Job Manifests

Job manifests are YAML files that allows you to organize instructions for submitting any number of jobs or scripts of various languages to SLURM for scheduling within the cluster.

Manifests Process

Structure of a Job Manifest

At the top of the manifest we specify the schema version and a cluster profile. The cluster profile provides the name of the SLURM cluster to which the jobs should be submitted. The configuration is specfied in the users HOME directory in $HOME/.catena/conf.yml. The schema for this can be seen here

After that, they are comprised of two sections:

job_options (Optional): Section under which job option blocks can be added. Each of these named configuration sets defines SLURM sbatch options and environment modules that should be loaded for a given job. A single option block can be applied to a single job, or multiple jobs that run different scripts, but have similar requirements. These named configuration sets are referenced using the built-in & and * constructors in YAML.
jobs (Required): Section under which jobs to run are defined.

Manifest Structure

The most basic job manifest is for a single job, with the optional job_options section excluded:

---
jobs:
  - matlab_test:
      job_script: "/path/to/matlab/script/to/run.m"
      job: 
        env_modules:
          - matlab/96
        standard_out: '/path/to/stdout/file.out'
        standard_error: '/path/to/stderr/file.err'
        cpus_per_task: 2
        tasks: 1
        memory_per_node: '2GB'

This manifest will submit a job with the name matlab_test to the SLURM scheduler, requesting a single node with 2 cores and 2GB of RAM. The job will run a MATLAB script, which exists at the full absolute path job_script.
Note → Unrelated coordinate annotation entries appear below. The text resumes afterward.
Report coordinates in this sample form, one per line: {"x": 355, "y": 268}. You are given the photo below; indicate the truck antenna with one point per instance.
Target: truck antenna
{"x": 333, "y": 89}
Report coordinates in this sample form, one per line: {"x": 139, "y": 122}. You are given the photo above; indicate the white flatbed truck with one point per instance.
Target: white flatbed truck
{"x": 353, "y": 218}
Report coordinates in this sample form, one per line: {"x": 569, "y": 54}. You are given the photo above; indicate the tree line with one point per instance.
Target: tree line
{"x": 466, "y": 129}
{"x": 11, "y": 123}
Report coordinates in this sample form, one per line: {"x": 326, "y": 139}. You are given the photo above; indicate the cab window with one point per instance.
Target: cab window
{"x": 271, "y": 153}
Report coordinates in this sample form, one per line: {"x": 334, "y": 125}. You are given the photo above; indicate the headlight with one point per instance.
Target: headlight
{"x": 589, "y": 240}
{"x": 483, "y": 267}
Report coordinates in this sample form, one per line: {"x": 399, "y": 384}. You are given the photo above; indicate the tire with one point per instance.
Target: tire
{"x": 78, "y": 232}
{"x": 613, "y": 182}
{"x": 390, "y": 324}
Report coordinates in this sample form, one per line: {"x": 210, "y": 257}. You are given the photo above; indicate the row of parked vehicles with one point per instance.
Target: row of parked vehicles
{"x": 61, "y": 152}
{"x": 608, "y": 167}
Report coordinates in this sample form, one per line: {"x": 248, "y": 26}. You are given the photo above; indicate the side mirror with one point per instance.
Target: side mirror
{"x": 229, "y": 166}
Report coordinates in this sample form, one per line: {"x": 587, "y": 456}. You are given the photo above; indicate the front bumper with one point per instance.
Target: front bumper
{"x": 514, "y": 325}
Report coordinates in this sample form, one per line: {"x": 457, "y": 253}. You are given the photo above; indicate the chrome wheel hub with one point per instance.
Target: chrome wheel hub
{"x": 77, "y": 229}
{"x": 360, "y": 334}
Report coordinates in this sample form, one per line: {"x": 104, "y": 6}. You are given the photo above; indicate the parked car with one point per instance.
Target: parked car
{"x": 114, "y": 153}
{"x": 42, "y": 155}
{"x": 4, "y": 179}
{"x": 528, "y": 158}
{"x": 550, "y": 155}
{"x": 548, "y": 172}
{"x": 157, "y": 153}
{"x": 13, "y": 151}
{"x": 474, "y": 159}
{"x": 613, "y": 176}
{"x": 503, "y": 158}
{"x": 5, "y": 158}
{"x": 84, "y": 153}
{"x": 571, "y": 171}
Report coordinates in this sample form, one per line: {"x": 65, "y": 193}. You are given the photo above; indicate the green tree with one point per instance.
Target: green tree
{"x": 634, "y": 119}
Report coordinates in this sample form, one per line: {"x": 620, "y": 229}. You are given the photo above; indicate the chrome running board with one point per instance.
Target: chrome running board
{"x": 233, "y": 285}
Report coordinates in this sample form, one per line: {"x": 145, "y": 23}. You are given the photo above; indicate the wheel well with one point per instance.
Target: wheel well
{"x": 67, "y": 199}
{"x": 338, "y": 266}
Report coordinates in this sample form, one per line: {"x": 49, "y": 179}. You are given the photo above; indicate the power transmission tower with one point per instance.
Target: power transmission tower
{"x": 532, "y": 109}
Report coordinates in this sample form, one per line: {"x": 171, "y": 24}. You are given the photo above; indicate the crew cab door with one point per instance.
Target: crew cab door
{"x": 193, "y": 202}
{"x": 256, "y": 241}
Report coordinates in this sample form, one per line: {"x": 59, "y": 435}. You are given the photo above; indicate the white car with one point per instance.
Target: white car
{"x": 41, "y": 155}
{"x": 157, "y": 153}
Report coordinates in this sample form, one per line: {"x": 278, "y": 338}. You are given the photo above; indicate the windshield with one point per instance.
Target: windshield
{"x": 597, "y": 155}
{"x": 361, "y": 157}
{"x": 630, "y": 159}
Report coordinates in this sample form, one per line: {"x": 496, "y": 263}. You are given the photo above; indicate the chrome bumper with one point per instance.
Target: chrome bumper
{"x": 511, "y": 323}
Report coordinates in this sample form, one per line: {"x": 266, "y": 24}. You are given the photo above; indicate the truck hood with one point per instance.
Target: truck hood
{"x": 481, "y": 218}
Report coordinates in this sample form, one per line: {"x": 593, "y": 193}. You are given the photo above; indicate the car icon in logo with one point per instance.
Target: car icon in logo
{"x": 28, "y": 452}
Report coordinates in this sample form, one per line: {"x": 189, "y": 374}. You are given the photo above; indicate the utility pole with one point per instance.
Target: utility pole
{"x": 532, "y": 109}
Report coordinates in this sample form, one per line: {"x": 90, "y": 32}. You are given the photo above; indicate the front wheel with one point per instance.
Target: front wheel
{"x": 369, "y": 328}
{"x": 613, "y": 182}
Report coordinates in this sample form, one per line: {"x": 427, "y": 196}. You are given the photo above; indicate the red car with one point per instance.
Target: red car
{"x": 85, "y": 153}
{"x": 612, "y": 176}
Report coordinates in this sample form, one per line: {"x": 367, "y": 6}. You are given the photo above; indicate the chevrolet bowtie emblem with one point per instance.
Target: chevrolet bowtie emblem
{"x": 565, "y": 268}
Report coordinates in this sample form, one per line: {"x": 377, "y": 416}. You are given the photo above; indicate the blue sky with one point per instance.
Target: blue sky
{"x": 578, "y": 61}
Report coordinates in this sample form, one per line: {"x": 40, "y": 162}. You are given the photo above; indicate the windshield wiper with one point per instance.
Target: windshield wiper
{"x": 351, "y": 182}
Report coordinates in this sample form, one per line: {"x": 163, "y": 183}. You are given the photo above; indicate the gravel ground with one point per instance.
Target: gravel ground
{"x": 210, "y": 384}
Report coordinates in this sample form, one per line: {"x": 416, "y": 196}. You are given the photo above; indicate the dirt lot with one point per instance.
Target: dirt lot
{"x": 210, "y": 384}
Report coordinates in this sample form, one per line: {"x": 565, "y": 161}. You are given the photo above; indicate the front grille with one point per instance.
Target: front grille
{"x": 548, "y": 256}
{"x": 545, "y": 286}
In this instance a version of MATLAB is required to run the job_script provided and, therefore, under env_modules we add matlab/96 to the list of environment modules to be loaded.

Each job follows the general structure:

---
jobs:
  - job_name1:
      job_sript: "path to script to be run"
      job:
        ...job options...

  - job_name2:
      job_sript: "path to script to be run"
      job:
        ...job options...

Any number of jobs can be defined under the jobs section.

---
version: 1.0
cluster_profile: 'my_slurm_cluster1'
jobs:
  - job_name1:
      job_sript: "path to script to be run"
      job:
        ...job1 options...

  - job_name2:
      job_sript: "path to script to be run"
      job:
        ...job2 options...
  ...
...

🛎️ Important: The configuration properties that may be defined within a job option block are controlled by the [SlurmSubmit(models/slurm_job_schemas.md#slurm_submit) schema.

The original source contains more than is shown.